Mr. BINGHAM. I am going to have to leave in a couple of minutes. I would ask the gentleman to take over the Chair. However, first, I would like to raise a couple of questions.

On page 5, it seems to me that (ii) on the bottom of the page is overkill. I don't see any need for that "If the Congress is physically unable to see whether the emergency should be terminated." The same is true of the declaration of war.

I would suggest that it would simplify this page, which is very difficult to follow, by eliminating the reference to declared war. That is something that we could consider tomorrow.

Mr. SANTOS. Mr. Chairman, there is one comment that I would like to make to you before you leave. I believe there may be a misapprehension as to the grandfathering, so-called grandfathering clauses.

As I understand this bill, and I have had it before me for perhaps a half hour, it would require that once the 2-year period provided under National Emergencies Act expires, a new national emergency would have to be declared. That is not required by the National Emergencies Act. Section 5(b) is not now under the National Emergencies Act.

Mr. BINGHAM. All that we are doing here is to apply the National Emergencies Act.

Mr. SANTOS. Under the language of this bill, the President must declare a new national emergency. It is about five or six lines from the bottom on page 2, after the words "National Emergencies Act," it says: "If a national emergency is declared for purposes of this subsection."

Mr. WHALEN. If I understood Roger, I think that is correct.

Mr. MAJAK. The President could choose not to extend the authority. Mr. WHALEN. As it was explained, this is not subjected to any congressional action.

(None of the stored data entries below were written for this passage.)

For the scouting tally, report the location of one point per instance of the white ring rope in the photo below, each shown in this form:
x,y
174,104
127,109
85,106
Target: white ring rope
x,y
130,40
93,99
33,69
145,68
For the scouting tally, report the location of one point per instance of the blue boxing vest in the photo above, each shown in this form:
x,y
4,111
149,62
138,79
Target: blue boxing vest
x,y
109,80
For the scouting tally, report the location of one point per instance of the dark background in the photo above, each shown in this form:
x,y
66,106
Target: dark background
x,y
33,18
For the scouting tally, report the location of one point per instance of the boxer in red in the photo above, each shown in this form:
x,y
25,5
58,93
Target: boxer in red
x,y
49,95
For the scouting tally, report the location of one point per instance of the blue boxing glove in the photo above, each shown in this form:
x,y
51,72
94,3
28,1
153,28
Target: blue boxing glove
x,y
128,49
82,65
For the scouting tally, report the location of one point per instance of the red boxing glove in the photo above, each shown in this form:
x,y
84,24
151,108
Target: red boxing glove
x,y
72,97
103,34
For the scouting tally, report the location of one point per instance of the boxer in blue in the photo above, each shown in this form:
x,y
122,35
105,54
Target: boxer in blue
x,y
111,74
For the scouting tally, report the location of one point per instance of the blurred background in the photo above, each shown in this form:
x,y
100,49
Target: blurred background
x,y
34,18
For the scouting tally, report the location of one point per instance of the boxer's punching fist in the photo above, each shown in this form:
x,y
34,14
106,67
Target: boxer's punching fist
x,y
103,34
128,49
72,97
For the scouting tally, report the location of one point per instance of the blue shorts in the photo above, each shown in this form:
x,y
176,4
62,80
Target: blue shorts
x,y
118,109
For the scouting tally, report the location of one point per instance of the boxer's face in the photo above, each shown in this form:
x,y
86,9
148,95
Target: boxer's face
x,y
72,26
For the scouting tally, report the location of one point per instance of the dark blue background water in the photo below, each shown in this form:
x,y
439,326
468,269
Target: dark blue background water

Mr. SANTOS. We understand that, Mr. Whalen. I want to point out, though, that the way it is written, it might be construed that the national emergency would be redeclared rather than merely be extended through congressional notification, and Federal Register notice. Mr. BINGHAM. Let us look at that again. It is one thing to simply state the declaration of emergency of 20 years ago is extended; it is another thing, and this is what I would propose, to require the President to say the emergency continues. That is what I understood was required, was provided for under the National Emergencies Act. Mr. SANTOS. I am not sure that it is the same as to say, you will declare a national emergency.

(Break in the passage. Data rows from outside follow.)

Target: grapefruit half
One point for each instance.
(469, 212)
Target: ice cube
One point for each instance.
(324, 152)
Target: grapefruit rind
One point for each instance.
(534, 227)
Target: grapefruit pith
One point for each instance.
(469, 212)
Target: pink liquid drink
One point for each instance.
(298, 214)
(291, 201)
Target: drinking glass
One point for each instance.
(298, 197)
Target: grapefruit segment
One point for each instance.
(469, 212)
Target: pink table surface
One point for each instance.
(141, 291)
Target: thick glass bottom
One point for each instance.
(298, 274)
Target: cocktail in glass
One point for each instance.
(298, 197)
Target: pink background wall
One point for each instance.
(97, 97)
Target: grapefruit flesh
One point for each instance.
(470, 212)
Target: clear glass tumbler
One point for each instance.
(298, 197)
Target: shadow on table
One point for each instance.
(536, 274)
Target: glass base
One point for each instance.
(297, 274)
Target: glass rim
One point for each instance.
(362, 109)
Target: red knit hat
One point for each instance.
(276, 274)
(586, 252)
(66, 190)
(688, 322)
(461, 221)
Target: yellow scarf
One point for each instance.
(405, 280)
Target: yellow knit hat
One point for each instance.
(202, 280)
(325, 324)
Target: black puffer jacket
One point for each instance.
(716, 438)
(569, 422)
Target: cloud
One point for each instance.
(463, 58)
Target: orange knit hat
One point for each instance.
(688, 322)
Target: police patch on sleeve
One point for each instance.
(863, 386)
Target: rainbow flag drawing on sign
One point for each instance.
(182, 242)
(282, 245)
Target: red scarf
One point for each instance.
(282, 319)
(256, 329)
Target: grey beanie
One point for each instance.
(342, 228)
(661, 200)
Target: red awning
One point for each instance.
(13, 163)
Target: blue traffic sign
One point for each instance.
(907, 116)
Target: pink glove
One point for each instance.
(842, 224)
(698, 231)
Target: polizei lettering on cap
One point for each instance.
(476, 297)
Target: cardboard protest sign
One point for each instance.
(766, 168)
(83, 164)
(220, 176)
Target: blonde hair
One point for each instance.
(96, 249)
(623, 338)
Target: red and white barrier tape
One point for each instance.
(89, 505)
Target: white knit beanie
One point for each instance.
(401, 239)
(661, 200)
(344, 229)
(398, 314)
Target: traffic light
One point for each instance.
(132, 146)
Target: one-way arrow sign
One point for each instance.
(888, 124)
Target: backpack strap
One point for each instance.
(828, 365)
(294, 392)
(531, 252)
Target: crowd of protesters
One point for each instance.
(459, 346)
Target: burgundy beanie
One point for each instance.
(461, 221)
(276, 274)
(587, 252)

Mr. BINGHAM. All you would be required to say is that the emergency continues. There would not have to be a new emergency.

As a matter of fact, I had somewhat of a similar suggestion on the bottom of page 4, "unless the President declares that the national emergency continues." I would like to suggest the possibility of, at the top of page 4, that the words "unusual and," be included there.

Mr. Whalen asked what is the definition of extraordinary, and we don't attempt to define that. But I think if the words "unusual and" were added, it would stress that this is not intended to cover the case, and continue the problem, which is supposed to be an unusual problem.